During the forum, several Main Line Health employees shared their first-hand experiences of physical and verbal abuse by patients and their families or visitors. And Main Line Health executives shared examples of how they are working to assess and improve their own safety for all their employees.
“Nurses’ primary instincts are to advocate, care for, and comfort their patients,” said Barbara Wadsworth, DNP, RN, Chief Nursing Officer, Main Line Health.
“Sadly, and with greater frequency, health care workers across the nation find themselves needing to protect themselves from those they are trying to help. At Main Line Health, we encourage transparency around this important issue so that we can work with our public safety partners to address and improve our care environment. I want to express my deepest thanks to the staff who shared their stories with our local legislators and for helping to raise awareness and reinforce the importance of these bills so that we can work to minimize these safety issues health care workers are faced with every day.”

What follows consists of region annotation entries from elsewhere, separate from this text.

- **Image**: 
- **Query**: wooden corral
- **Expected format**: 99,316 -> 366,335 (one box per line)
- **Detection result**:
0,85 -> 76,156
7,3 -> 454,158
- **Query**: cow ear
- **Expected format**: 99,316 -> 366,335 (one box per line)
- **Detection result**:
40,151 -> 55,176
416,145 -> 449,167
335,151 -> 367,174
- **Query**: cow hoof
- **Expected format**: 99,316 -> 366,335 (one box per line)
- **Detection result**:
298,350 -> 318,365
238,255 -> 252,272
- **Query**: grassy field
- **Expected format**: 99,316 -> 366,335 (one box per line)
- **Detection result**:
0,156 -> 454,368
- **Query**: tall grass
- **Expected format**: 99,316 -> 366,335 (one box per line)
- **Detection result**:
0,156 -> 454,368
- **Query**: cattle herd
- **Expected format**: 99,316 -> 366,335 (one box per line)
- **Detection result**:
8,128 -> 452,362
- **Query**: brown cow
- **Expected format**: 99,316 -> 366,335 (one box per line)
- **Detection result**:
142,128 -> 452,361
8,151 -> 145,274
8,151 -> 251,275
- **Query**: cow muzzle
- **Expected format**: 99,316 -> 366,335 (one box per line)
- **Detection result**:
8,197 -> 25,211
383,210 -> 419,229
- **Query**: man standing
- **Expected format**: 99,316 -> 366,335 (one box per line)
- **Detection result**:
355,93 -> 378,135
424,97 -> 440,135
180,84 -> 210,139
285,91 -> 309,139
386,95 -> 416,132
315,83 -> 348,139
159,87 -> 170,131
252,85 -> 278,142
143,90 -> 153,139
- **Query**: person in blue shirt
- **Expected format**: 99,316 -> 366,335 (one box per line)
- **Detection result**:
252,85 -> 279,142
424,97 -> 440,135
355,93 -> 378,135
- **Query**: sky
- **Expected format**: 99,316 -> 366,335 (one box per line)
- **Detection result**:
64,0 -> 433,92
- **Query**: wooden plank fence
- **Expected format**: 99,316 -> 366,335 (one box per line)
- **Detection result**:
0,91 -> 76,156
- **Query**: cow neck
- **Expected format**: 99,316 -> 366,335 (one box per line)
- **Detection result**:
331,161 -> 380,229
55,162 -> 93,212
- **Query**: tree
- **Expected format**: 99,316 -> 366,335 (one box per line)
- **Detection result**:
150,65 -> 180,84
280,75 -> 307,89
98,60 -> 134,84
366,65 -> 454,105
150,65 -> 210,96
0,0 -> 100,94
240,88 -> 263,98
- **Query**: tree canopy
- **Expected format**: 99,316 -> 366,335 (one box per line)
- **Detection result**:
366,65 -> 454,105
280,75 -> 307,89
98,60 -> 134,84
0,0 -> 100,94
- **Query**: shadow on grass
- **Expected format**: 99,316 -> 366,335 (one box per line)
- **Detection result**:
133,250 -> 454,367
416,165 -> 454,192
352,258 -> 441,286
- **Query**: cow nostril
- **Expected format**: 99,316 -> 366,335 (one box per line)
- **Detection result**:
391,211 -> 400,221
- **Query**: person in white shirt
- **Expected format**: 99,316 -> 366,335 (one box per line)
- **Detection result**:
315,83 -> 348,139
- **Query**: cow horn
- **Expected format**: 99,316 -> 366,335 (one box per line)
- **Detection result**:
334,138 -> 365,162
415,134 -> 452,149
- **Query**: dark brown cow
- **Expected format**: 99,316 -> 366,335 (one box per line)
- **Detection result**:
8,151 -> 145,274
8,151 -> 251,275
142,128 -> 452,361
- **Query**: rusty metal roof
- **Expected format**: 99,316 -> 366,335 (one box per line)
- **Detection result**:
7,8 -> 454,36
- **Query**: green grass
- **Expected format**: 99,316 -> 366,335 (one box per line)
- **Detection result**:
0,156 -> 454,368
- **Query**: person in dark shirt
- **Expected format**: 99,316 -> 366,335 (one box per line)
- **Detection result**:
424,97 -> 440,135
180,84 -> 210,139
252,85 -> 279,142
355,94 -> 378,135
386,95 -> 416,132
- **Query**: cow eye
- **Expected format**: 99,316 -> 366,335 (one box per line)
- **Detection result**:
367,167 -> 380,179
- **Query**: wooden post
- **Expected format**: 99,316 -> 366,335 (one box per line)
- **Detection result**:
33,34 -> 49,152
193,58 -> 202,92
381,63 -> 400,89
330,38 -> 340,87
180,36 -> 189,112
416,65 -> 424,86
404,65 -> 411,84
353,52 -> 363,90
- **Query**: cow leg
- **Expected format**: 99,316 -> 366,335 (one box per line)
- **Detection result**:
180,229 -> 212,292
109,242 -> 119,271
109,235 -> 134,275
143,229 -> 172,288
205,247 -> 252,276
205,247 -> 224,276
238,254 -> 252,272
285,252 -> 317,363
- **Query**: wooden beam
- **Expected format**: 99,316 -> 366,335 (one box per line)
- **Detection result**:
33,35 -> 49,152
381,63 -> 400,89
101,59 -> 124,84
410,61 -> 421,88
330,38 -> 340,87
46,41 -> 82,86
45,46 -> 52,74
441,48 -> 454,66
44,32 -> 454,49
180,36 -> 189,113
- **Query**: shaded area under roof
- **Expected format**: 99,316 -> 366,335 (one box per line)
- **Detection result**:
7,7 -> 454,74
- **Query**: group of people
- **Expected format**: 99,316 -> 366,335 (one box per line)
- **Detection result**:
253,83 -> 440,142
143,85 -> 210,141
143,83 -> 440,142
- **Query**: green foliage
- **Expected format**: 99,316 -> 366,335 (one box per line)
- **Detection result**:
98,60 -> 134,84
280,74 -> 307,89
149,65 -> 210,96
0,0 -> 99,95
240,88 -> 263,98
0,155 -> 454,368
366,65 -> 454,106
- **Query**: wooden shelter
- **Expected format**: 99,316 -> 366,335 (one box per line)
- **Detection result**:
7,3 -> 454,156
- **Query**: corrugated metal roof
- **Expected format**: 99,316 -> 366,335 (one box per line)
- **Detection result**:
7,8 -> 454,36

Two lawmakers spoke about their plans to address these issues and improve the safety of health care workers. Senator Judy Ward (R–Blair) outlined Senate Bill 351, her plan to raise the penalty for assaulting a health care worker while performing a job duty from a misdemeanor to a felony. Representative Pam Snyder (D–Greene) then shared how House Bill 39 would remove the requirement in Pennsylvania law that hospitals include health care staff’s last name on their identification badges.
During the forum, several lawmakers in attendance expressed their support of Senate Bill 351 and House Bill 36, both of which remain in the Judiciary and Health Committees respectively, and indicated that they will sign on as co-sponsors. In attendance were Senators Tom Killion (R–Chester, Delaware) and Daylin Leach (D–Delaware, Montgomery), and Representatives Mary Jo Daley (D–Montgomery) and Steven Malagari (D–Montgomery). Staff members for Senator Katie Muth (D–Berks, Chester, Montgomery) and Representatives Stephen Kinsey (D–Philadelphia), Brian Kirkland (D–Delaware), Danielle Otten (D–Chester), and Christopher Quinn (R–Delaware) also were in attendance.
“Pennsylvania’s health care workers are committed to caring for and protecting their patients, and we must do the same for them,” said Andy Carter, president and CEO of HAP.
“These common sense bills would improve health care staff privacy, prevent dangerous incidents, and align Pennsylvania law with workplace best practices. HAP and Pennsylvania’s hospital community urge the General Assembly to send these bills to the Governor for his signature right away.”